For a healthy ideas ecosystem: If you hear a new and silly idea, and you don’t
have the time or energy or interest to look into it properly, the best thing
to do for everyone’s sake is to ignore it.

Either address an idea properly, or ignore it. Don’t write a 140-character
snarky dismissal of it, don’t attack the personal characteristics of the
person holding it, and certainly don’t seek to censor or “cancel” them.

------
michael2l
I think when it comes to evaluating true novelty we underestimate how much our
language does our thinking for us. Which is another reason why novel ideas
hide from us so well. To put them into articulated forms that can be carried
through time effectively (even to communicate them to later versions of
ourselves) we have to bend the meanings of the words we're using in novel
ways.
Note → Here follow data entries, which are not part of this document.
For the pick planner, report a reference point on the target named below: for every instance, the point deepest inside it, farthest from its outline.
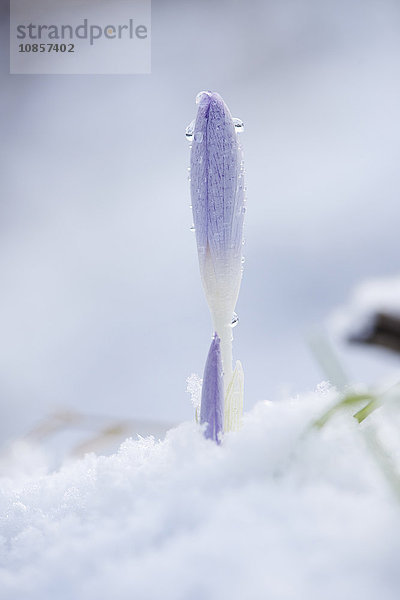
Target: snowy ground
(280, 510)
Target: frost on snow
(280, 510)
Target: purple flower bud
(212, 393)
(217, 191)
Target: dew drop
(202, 97)
(239, 125)
(235, 320)
(189, 133)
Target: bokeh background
(101, 306)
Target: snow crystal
(280, 510)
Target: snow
(279, 510)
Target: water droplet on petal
(239, 125)
(235, 320)
(202, 97)
(189, 133)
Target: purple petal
(217, 186)
(212, 393)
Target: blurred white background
(101, 306)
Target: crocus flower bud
(212, 393)
(217, 192)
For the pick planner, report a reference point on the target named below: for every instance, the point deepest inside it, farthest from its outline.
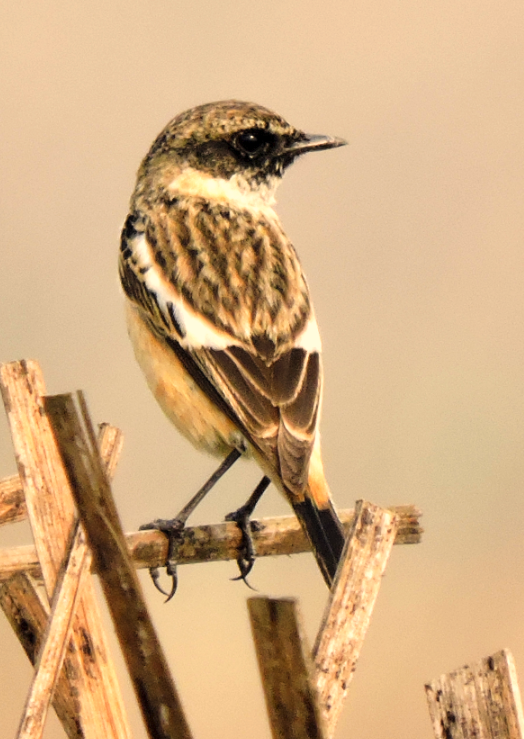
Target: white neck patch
(237, 191)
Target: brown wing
(269, 386)
(276, 404)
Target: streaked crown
(232, 137)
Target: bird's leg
(173, 526)
(246, 552)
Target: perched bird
(218, 308)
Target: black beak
(312, 142)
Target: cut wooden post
(348, 611)
(54, 641)
(286, 669)
(154, 686)
(100, 710)
(478, 701)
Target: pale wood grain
(54, 640)
(478, 701)
(216, 542)
(348, 611)
(12, 501)
(51, 512)
(27, 612)
(286, 669)
(212, 543)
(154, 687)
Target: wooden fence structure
(47, 595)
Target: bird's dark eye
(253, 142)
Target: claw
(172, 529)
(245, 566)
(246, 551)
(154, 573)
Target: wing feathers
(256, 342)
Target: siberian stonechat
(218, 308)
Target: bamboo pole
(54, 641)
(154, 687)
(98, 705)
(478, 701)
(348, 611)
(286, 669)
(215, 542)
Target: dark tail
(325, 532)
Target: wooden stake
(51, 653)
(348, 611)
(100, 710)
(286, 669)
(154, 687)
(28, 615)
(478, 701)
(214, 542)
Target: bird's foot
(172, 528)
(246, 551)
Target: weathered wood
(215, 542)
(54, 641)
(27, 613)
(154, 686)
(286, 669)
(12, 501)
(478, 701)
(348, 611)
(51, 512)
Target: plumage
(216, 289)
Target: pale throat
(237, 190)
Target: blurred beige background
(412, 239)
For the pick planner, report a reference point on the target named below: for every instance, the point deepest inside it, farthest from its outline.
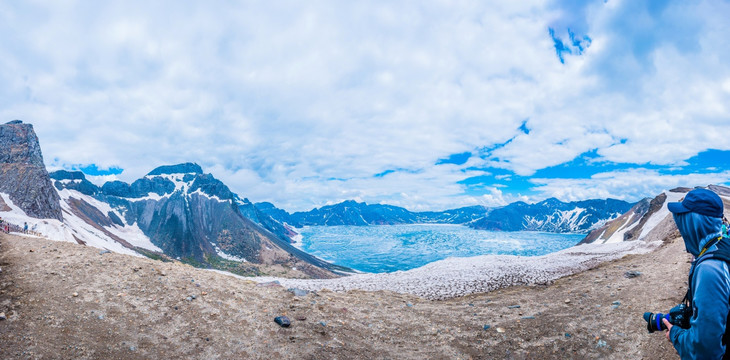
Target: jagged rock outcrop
(552, 215)
(23, 174)
(649, 220)
(193, 216)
Not easy to do but essential to an idea's survival.

------
kstenerud
Happens to me every time. Every major product I've built from the ground up
was first greeted as heresy by those already in that particular industry, and
then later copied by the same people.

By now I'm used to it, and use it as a gauge of how sneaky I'll have to be in
marketing it.

------
rhaksw
Ok here's one, a website that shows things you posted that have been removed
from Reddit [1]. Ask HN: heretical or not? This is the only tool AFAIK that
shows removed content for a given account.

[1] [https://revddit.com](https://revddit.com)

------
rexgallorum2
Maybe we need a special place where we can discuss highly unpopular and
'heretical' ideas that strongly contradict perceived wisdom or popular
opinion. Any ideas?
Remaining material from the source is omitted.